The agency in charge of assigning domain names today began accepting applications for domain names written in non-Latin languages, and Egypt — a country now drawing heated criticism from human rights advocates — became the first to apply for a domain name in Arabic.
Following a controversial decision by the Internet Corporation for Assigned Names and Numbers (ICANN) to allow Web sites written in Arabic, Russian Chinese, and other non-ASCII character sets, governments or their designees can now apply for the approval of such names.
Egypt has applied for an Arabic Internet domain name with a suffix equating in the ASCII character set to “masr,” meaning Egypt in the Arabic language.
The move to expand domain names to non-Latin languages has been heralded as a way to open up the Web for easier access by the billions of people in the world who speak those languages.
“The first countries that participate will not only be providing valuable information of the operation of IDNs in the domain system, they are also going to help to bring the first of billions more people online — people who never use Roman characters in their daily lives,” ICANN CEO and President Rod Beckstrom said in a recent statement.
On the other hand, ICANN’s measure has been criticized as making it harder for people without the right keyboards or other technologies in place to access international Web sites.
Now, another potential controversy could be stirring, because the United Nations’ Internet Governance Forum (IGF) decided to gather in Egypt for this week’s annual meeting, drawing highly publicized objections from a press freedom organization.
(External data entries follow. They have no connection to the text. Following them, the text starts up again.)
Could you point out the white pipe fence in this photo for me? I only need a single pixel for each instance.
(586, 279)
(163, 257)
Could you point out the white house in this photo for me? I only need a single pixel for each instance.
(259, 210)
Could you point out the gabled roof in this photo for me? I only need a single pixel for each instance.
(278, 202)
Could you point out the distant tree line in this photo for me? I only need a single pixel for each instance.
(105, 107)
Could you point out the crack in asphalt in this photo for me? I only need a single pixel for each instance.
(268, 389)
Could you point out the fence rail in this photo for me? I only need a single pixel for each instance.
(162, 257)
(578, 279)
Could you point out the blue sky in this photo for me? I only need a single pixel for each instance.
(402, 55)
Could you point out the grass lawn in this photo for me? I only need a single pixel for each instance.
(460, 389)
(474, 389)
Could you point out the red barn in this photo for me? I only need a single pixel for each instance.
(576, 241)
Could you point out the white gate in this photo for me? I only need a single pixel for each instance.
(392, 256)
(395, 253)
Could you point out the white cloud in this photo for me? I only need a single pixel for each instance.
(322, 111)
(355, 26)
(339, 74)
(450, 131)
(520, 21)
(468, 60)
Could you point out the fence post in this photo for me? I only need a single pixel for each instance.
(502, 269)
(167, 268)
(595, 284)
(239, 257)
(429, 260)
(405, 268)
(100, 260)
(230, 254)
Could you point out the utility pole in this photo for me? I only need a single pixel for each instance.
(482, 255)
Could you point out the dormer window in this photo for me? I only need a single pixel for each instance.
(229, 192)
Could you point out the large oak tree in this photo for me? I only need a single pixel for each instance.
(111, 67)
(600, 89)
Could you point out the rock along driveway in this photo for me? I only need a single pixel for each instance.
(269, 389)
The organization Reporters without Borders has described the IGF’s choice of Egypt as “astonishing” in light of Egypt’s human rights record.
Criticism of Egypt from the group at a time when Egypt is also applying for a domain name with ICANN does tend to shine a spotlight on human rights abuses in that country.
Some might wonder whether countries with dubious human rights records ought to be permitted to set up domain names that are difficult for people outside those countries to access.
But the fact of the matter is that Web sites have long been written in non-Latin languages, despite the character sets used in their domain names.
Meanwhile, Web sites in some countries — notably China — are already using non-ASCII suffixes, anyway, without an official nod of approval from ICANN.
Like it or not, the Internet has long been a multilingual place. Communications are all but invisible to those who don’t speak the languages in which a Web site is written, regardless of the domain suffix.
It might be easier for English-speakers to get to a Web site that uses a domain name consisting of ASCII characters. Yet that doesn’t mean one can understand what people are saying on the site. Internet translation engines can be a big help, but their accuracy is hardly guaranteed.
Meanwhile, national governments — even those without good human rights records — have long had at least some say into how their citizens use — or don’t use — the Internet, which citizens can access it, and for what purposes (again, see China).
ICANN’s nod in the direction of more open access is a nice gesture, but it won’t really turn the Internet into any more (or less) of a happy and humane global village.